Dalam street photography kejelian atau intuisi kita lah yang ditantang, intuisi untuk bisa memahami melalui melihat hal-hal yang ada di sekitar kita, lalu bereaksi ketika melihat objek menarik disaat momen yang menarik pula, lalu dapatlah kita foto yang “ajaib” itu. Elliot Erwitt, salah seorang legenda street photographer asalPerancis pernah berkata, “As a photographer you have to be invisible.” Seorang street photographer yang pandai tidak akan merusak ritme dari kehidupan yang ada disekitar mereka, tetap bergerak seolah-olah tidak ada kita disana.


Begitu juga ketika kita melihat foto-foto street, jika kita tidak memiliki imajinasi yang liat, tidak punya kepekaaan sosial, ketelitian, juga rasa humor maka kita tidak akan bisa memahami apa yang terbingkai, lebih baik hentikan niatmu untuk bertanya “POI nya apa ya?”

Lalu kenapa itu hitam putih?

Kebanyak dari foto-foto street memang dibalut dengan tonal hitam-putih. Alasannya ialah Dengan hitam putih kita lebih bisa mengekspose garis, bayangan, teksture serta komposisi. Selain itu, kesedehanaan dari hitam-putih itu membuat foto menjadi ringan. Dilain hal hitam-putih akan menguatkan karakter sehingga menampilkan kesan elegan dan artistik.

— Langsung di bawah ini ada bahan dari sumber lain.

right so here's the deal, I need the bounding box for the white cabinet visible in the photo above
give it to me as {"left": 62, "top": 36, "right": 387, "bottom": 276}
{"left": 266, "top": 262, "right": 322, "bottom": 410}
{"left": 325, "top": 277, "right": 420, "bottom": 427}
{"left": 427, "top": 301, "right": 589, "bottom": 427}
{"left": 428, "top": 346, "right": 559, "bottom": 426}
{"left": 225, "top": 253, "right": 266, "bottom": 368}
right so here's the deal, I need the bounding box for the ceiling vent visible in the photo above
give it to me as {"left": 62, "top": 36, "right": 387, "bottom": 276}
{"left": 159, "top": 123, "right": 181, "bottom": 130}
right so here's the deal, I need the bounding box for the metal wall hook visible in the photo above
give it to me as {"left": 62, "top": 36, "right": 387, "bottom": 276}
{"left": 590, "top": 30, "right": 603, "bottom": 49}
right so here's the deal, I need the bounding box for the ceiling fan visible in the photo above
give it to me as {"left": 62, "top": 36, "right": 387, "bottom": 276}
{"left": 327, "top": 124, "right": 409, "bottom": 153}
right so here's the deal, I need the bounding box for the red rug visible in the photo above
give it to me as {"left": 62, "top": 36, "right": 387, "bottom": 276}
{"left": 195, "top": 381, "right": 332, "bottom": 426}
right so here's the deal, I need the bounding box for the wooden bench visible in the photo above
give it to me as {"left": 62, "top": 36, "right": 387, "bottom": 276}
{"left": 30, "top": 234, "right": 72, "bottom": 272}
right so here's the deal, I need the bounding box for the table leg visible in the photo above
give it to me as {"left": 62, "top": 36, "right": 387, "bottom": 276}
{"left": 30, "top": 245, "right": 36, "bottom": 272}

Sekilas memang hitam-putih menjadi sebuah identitas bagi setiap street photographer, namun itu tidaklah benar. Menurut saya pribadi hitam-putih adalah cara untuk menunjukan kesederhanaan, masalah kesan artistik adalah urusan nomor dua.

So, jangan terlalu mengidentikkan foto street itu cuma mengedepankan ke-BWannya. Liat lah lebih dalam, warnai tiap inchi dari foto itu dengan imajinasimu.

Jika kalian percaya kalau foto itu bisa berbicara, maka kalian butuh imajinasi untuk bisa mendengarnya. Selamat menikmati keajaiban-keajaiban di sepanjang jalan.